Città piena di fiori e colori

Il virus ci ha rubato la primavera

Esplosione di fioriture sul lungolago, ma anche periferia

Una meraviglia che (quasi) nessuno può gustarsi o anche fotografare

Quella che sta scivolando via in queste settimane senza che nessuno, o quasi, possa vederla è una delle primavere più belle degli ultimi anni. La città, il lungolago, ma anche le periferie (basta passare da Monte Olimpino o da Ponte Chiasso) sono un’esplosione di colori e profumi.

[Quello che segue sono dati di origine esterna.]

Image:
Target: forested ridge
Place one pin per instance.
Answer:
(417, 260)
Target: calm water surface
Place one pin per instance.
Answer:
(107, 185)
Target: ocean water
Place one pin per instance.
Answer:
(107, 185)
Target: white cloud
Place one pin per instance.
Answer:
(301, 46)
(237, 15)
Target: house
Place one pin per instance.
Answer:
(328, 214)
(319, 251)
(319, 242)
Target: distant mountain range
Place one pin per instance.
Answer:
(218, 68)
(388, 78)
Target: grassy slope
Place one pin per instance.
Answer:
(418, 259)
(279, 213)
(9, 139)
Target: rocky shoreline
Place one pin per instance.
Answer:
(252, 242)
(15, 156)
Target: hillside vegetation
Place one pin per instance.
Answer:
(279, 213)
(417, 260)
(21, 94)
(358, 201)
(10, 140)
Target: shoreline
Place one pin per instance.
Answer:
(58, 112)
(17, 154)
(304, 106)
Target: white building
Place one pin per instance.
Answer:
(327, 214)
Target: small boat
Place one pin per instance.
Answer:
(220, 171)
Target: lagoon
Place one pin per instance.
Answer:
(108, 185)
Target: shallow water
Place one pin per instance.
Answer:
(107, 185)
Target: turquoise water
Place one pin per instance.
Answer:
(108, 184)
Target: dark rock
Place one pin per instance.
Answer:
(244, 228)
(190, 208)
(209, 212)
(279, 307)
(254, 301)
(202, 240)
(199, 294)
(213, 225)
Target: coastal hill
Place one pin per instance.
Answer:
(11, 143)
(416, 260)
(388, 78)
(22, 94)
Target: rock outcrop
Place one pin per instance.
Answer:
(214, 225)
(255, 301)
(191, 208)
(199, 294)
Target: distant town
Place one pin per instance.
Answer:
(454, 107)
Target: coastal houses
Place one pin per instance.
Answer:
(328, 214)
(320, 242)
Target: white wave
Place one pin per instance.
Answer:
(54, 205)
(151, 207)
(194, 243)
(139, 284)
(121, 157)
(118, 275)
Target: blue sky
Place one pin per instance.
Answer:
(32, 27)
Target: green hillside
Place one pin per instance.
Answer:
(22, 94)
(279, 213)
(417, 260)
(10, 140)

E il paradosso è che davvero pochi comaschi e praticamente nessun turista (proprio in queste settimane la città è di solito già strapiena) possono vedere fioriture come non se ne ricordavano da tempo. Nelle foto che pubblichiamo qui a lato, scattate dal nostro fotografo Andrea Butti, qualche assaggio delle zone più suggestive, ma praticamente a ogni aiuola ci sono fiori colorati. E anche senza l’intervento dell’uomo in tanti giardini e angoli cittadini la natura e i fiori hanno portato ovunque bellezza. Un modo, probabilmente inconsapevole, di reagire al periodo difficile che la città e il mondo stanno vivendo.